Tuesday, August 18, 2020

Differences between SANER and Quality Reporting Measures

 

As I work through SANER IG Development, more of the content is being focused on explaining measures of situation awareness and how they differ from measures for quality reporting.  While quality reporting and situation awareness measures share some of the same structures, they have different rules of engagement.

  1. Quality Reporting measures are expected to remain stable, Situation Awareness measures need to adapt to a changing environment and needs.

  2. Quality Reporting measures have a longer time frame to implementation (e.g., months), situation awareness measures are much shorter (weeks or even days).

  3. Quality Reporting measures have an identifiable financial return on investment based on payer and federal quality management and improvement programs (e.g., MIPS, MACRA, ACOs), Situation Awareness measures: Not so much.

  4. Hospitals are directly incented for quality measurement implementation with enough $ for a positive bottom line impact. While there are some reimbursement programs available (e.g., to states for emergency preparedness), those $ generally flow to states and through them to facilities, and generally only offset some of the costs of implementation.
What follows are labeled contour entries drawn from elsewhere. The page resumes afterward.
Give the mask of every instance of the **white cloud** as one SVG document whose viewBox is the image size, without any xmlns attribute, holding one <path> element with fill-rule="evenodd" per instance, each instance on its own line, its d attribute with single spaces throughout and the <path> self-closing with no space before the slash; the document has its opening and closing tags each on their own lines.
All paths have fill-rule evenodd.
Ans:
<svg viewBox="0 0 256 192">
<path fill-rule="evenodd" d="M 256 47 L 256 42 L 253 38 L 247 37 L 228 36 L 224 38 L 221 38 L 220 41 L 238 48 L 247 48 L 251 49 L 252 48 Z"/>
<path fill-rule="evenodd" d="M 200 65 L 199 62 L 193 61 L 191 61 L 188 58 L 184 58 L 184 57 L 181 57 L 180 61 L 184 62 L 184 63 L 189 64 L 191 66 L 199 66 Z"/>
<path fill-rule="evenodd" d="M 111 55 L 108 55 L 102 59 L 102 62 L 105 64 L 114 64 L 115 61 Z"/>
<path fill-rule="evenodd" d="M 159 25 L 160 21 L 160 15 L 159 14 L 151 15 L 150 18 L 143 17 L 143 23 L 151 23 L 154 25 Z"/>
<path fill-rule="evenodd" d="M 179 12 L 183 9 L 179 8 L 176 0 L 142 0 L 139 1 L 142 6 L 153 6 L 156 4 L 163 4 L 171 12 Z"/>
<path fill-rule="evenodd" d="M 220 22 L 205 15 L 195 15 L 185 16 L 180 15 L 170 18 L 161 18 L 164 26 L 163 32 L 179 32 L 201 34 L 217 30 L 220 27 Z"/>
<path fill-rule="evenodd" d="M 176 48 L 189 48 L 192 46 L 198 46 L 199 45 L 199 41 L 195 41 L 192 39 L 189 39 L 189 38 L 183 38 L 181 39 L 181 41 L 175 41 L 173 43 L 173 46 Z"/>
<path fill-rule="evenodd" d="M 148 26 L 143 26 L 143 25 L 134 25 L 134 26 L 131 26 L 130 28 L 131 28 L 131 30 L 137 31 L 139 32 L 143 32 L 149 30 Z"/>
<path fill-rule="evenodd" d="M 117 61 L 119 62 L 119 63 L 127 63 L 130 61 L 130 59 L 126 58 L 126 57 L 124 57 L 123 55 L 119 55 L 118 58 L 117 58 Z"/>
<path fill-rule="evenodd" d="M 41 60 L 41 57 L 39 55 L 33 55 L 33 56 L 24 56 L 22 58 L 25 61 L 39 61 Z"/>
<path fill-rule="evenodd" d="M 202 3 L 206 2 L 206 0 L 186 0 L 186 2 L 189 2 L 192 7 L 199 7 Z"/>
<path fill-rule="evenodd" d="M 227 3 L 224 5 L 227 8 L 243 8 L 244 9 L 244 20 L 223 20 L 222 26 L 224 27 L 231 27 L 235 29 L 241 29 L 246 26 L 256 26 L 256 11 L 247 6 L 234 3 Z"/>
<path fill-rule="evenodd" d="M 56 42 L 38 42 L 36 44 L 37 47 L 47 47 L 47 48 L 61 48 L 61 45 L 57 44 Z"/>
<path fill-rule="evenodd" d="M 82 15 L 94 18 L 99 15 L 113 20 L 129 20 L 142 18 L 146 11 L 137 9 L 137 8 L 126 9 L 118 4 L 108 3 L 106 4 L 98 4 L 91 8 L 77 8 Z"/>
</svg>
  5. Situation Awareness measurement programs are driven by government mandates, Quality Reporting measures are incented by government payments.  It's a very thin gray line, because for most, the "incentives" are effectively mandatory for many implementers, but the fact that there's a payment involved means that the drivers for implementation inside an organization do exist for quality measurement.

  6. Quality measures come out of the healthcare space, Situation Awareness measures come from emergency preparedness and response space.  The intersection between these skill sets results in a smaller group of SMEs familiar with both sides (and I'm not fully there yet).